Debutta la nuova gamma di anelli per la ricostruzione a freddo di pneumatici truck: con la promessa di prestazioni paragonabili al nuovo, più durevole e parco nei consumi, entro tre anni i nove inediti battistrada dovrebbero incidere per il 40% del fatturato dei prodotti precure del gruppo trentino

Mino De Rigo

IL SUO LANCIO era stato annunciato con abbondante anticipo nel giugno scorso, e ora la nuova gamma Blackline, anelli della famiglia Ringtread al vertice dei prodotti per la ricostruzione a freddo marcati Marangoni, è sul mercato.

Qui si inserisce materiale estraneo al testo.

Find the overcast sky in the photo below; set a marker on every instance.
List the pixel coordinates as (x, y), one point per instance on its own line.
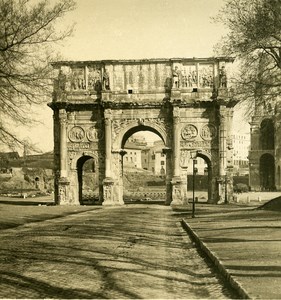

Industrializzata e prodotta in prima battuta nello stabilimento di Henstedt-Ulzburg nei pressi di Amburgo, a significare l’avvenuta simbiosi tra l’innovazione italica e l’hi-tech teutonico, l’esordiente Blackline riconferma l’impegno tecnologico del gruppo trentino. “Concretando – sottolinea l’ad della holding Marangoni, Massimo De Alessandri – i primi sviluppi pianificati quando, nel settembre 2011, abbiamo deciso di mutare la ragione sociale di Ellerbrock in Marangoni Retreading Systems Deutschland”. Da un lato la graduale ripresa nell’ultimo lustro del mercato europeo del ricostruito, dall’altro la crescente richiesta delle flotte di unire all’affidabilità la riduzione dei costi nell’intero ciclo di utilizzo, cercando sempre più nel ricostruito una valida alternativa al nuovo: sono i trend che dovrebbero rafforzare il vento nelle vele della nuova serie.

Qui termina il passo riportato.